So why not make that world a little better and share what I’ve found? Let’s get into that.

Sensor Model

We start today by discussing MCL’s sensor model. The sensor model is the way to tell how good your current sensor measurement is relative to a predefined map. That “goodness” will be used to assign every particle a score (or weight, I’ll use that interchangeably). Based on the score we can decide which particle represents the current robot pose better.

Building the correct sensor model is not that easy due to the following reasons:

  1. environment != map: here I mean semi-static environments like apartments or the offices where environment can change slightly (or not!) every several days.
  2. sensor noise
  3. dynamic objects

So what do we get: we have a model that tells how well are we matching the map, but due to the world’s imperfection, we cannot believe that model fully.
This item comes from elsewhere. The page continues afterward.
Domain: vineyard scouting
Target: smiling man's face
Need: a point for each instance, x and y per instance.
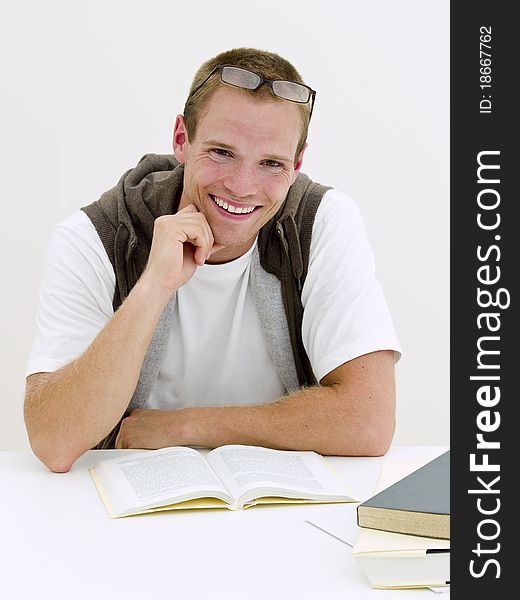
(240, 165)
So what do we do?

  1. Improve your model sensor model so it describes the world better (easy to say, I know)
  2. Make the model less confident about its prediction.

Let’s go deeper with the second point.

Decrease sensor model confidence

The solution here is pretty simple: according to Thrun’s Probabilistic Robotics you can just exponentiate your particle weights’:

$ w = w^{conf} $

w - particle weight

conf - confidence score, must lie in [0;1] interval

So why does that simple procedure make our sensor model less confident? It is all about how exponentiating works, let’s look at an example:

Here we see an example of a particle weights distribution (before normalization) with a standard deviation of 0.303

Screenshot 2023-09-26 at 20.19.06.png

Here is what happens when we exponentiate that weight with, let’s say, 0.5:

Screenshot 2023-09-26 at 20.19.21.png

Weight became close to each other, which is visible by looking at both the graph and the standard deviation.

You increase all the values (we assume they are in the [0;1] range), but values with a lower magnitude are being increased more, than the values with a higher magnitude.

What does that mean for our dear particles and their score? As particle scores now are closer to each other, it will be more difficult for AMCL to choose what particles to drop and what to leave during the resampling step.

So it leaves a broader range of particles alive after resampling which mean that more pose hypothesis can be proven correct (which is both good and evil, but that is a different story).